Aber die Klinke schon in der Hand, drehte sich der ehemalige Bureauschreiber noch einmal um:
»Vergessen Sie nicht, Herr Untersuchungsrichter, morgen früh die Zeitung zu lesen!«
Damit war er hinaus.
Er hörte noch etwas hinter sich herrufen und Türen klappen, aber mit stolzerhobenem Kopf, ohne seine Schritte im geringsten zu beschleunigen, verließ er das Gerichtsgebäude und begab sich direkt in die Redaktion der »Berliner Nachrichten«, die schon am nächsten Morgen eine detaillierte Schilderung der ganzen Szene brachten.
Es war eine wundervolle Maiennacht, in der sich Heinz Marquardt auf einer seiner gewöhnlichen Streifereien befand. Er hatte sich heute nach dem Süden der Stadt gewandt und patrouillierte die Wasserläufe der Gegend ab.
Der Mond stand so hell am Himmel, daß die Laternen die Vergeblichkeit ihrer Bemühungen einzusehen schienen und nur matt schimmerten in dem weißen Licht, das die große Bogenlampe des Firmaments über die schlafende Stadt ausgoß.

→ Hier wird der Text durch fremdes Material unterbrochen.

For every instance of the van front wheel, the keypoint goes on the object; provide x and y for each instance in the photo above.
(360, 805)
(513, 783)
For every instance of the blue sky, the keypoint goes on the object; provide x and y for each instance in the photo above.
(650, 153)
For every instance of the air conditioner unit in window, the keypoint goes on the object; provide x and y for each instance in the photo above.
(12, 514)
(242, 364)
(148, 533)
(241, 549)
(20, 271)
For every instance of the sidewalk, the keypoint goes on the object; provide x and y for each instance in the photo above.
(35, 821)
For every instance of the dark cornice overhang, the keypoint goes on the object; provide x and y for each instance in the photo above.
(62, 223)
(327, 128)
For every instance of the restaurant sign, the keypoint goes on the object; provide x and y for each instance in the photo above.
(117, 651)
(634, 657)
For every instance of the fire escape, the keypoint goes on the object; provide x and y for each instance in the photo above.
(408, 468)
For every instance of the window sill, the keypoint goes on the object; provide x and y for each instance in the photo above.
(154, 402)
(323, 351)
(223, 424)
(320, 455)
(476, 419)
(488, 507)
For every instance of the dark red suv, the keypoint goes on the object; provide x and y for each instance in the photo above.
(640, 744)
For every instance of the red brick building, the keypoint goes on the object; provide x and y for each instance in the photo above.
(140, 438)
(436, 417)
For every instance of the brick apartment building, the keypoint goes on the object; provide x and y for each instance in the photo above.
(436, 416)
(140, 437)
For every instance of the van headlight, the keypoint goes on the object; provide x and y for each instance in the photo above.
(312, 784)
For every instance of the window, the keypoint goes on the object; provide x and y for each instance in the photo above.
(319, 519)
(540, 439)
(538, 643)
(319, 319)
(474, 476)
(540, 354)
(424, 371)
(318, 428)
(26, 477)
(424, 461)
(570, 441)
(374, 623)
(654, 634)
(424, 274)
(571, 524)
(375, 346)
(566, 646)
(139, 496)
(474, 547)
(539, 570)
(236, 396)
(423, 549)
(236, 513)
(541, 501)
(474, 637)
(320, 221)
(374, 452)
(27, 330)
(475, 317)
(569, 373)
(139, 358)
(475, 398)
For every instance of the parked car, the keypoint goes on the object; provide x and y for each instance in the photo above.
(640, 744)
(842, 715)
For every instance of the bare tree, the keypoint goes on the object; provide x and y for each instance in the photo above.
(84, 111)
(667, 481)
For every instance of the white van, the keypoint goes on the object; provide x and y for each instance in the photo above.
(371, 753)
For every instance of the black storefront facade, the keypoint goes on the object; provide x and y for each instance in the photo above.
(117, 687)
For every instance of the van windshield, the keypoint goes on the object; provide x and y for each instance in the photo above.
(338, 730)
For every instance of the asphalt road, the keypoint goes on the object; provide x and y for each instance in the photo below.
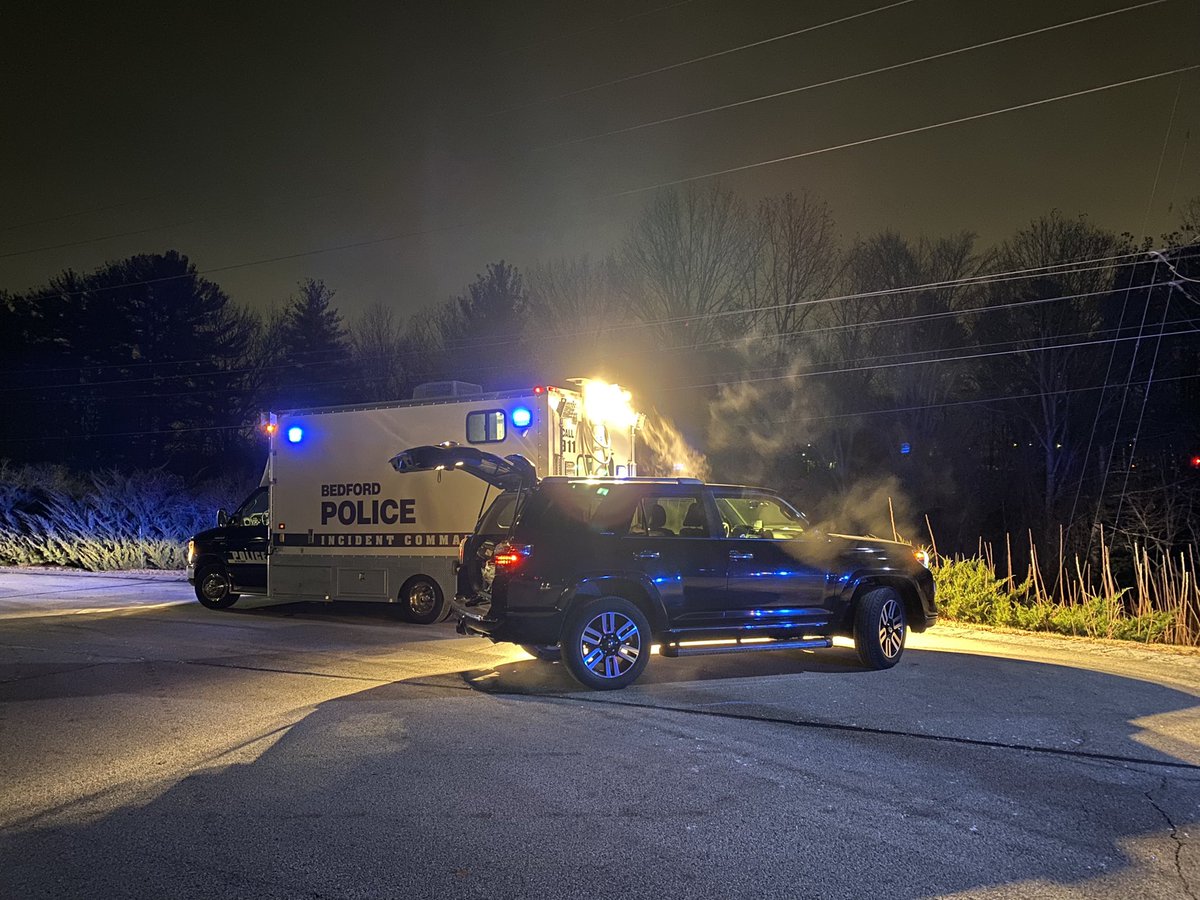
(153, 748)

Aber der Schlaf der Riesenstadt war auch in dieser Nacht viel weniger fest als sonst. Der Sang der Sprosser, die in den Baumalleen am Kanal schlugen, und die milde Luft lockte alle diejenigen aus den dumpfen Zimmern, deren Herz auch Frühling hatte. Viel Pärchen, Hand in Hand oder eng umschlungen, schlenderten umher und saßen auf den Bänken am Wasser – dem verwaisten Manne tat ihr Anblick wehe, er ging immer weiter, hinaus, wo die Gegend einsam war wie sein Herz.

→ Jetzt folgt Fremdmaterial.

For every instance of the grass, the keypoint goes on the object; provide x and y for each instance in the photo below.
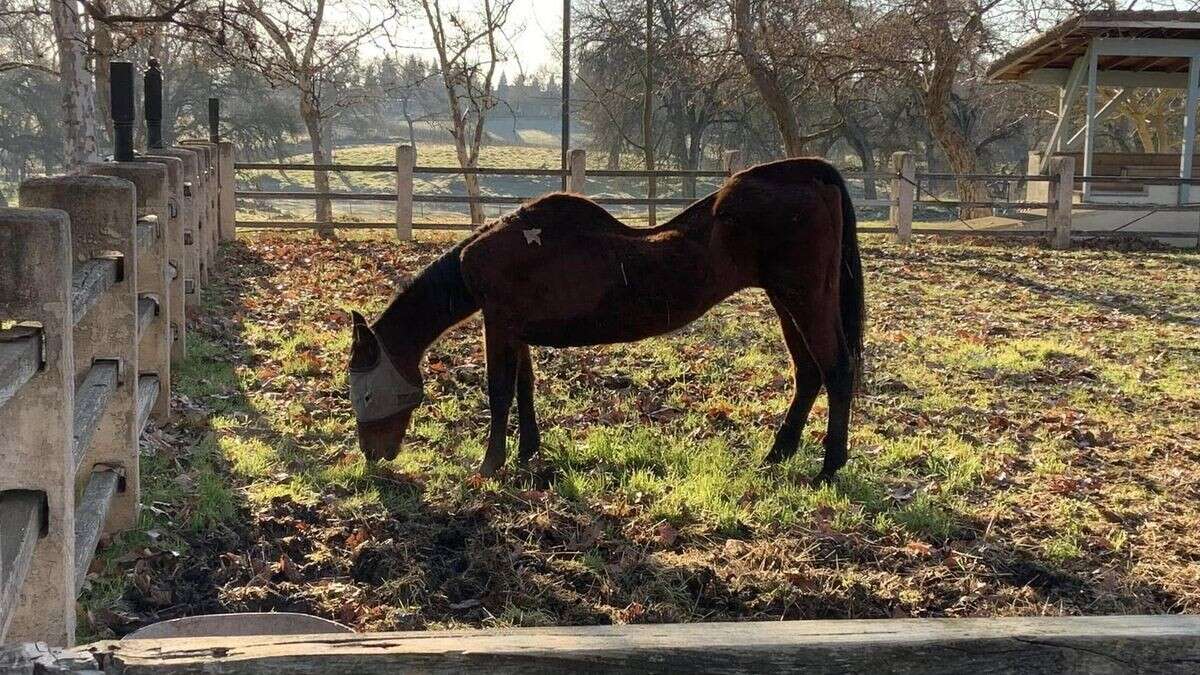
(1026, 444)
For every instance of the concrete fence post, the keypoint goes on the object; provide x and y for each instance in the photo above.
(153, 193)
(35, 425)
(406, 163)
(103, 222)
(1060, 196)
(227, 180)
(181, 258)
(904, 186)
(577, 171)
(208, 207)
(733, 161)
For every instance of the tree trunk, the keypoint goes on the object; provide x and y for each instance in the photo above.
(102, 43)
(323, 207)
(78, 88)
(766, 82)
(960, 153)
(648, 114)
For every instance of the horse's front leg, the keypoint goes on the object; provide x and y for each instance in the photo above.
(527, 422)
(502, 375)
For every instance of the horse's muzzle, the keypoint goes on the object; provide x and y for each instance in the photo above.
(381, 440)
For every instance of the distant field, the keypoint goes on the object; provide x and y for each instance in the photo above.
(1026, 444)
(438, 155)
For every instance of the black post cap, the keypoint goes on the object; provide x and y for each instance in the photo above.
(120, 76)
(153, 103)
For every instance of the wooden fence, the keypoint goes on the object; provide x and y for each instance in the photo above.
(96, 273)
(927, 646)
(907, 191)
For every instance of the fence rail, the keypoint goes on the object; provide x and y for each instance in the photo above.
(87, 363)
(906, 191)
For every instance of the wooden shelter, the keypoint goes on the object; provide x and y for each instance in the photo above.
(1122, 49)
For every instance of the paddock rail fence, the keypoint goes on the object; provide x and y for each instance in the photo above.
(97, 275)
(906, 192)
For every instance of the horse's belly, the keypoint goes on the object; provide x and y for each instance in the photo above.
(646, 318)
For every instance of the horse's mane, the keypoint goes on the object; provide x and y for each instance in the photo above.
(549, 208)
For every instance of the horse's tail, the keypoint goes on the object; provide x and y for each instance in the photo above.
(853, 302)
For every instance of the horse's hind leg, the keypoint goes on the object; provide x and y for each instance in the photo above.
(502, 374)
(817, 327)
(527, 422)
(807, 382)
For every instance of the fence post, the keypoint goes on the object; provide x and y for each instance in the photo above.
(904, 178)
(1060, 196)
(181, 260)
(406, 162)
(228, 203)
(207, 202)
(151, 193)
(732, 161)
(577, 175)
(35, 425)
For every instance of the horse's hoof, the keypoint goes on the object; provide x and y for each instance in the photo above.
(825, 478)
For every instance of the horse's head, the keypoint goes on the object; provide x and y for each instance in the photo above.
(383, 393)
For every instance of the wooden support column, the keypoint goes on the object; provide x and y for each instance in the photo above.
(35, 425)
(577, 171)
(904, 178)
(226, 199)
(1069, 94)
(406, 162)
(103, 223)
(1090, 130)
(1059, 203)
(1189, 127)
(153, 195)
(180, 251)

Auch die letzten Tage hatten ihm, wie so viele der vorhergehenden, nur Enttäuschungen gebracht.
Anfangs der Woche war er wieder einmal bei der Baronesse gewesen, die in ihr luxuriöses Heim seit einiger Zeit zurückgekehrt war.
Aber sie hatte ihn nicht empfangen. Und als ihm am nächsten Tag zum zweiten Male der Bescheid wurde, das gnädige Fräulein sei nicht zu Hause, da sah er ein, daß hier alle fernere Mühe vergeblich sein und sie ihn voraussichtlich überhaupt nicht mehr empfangen würde.
Wußte sie wirklich etwas von dem Bruder? ... Wohl kaum! ... Vielleicht war es ihr unangenehm, daß Marquardt ihn, wenn er auch längst verschollen war, in diese Affäre hineinzog; vielleicht hatte auch Marquardts ganze Geschichte, in ihrem Leben nur eine flüchtige Episode, das Interesse für sie schon verloren und war ihr langweilig geworden.
Und das war der zweite Anhalt für seine Sache, der ihm verloren ging.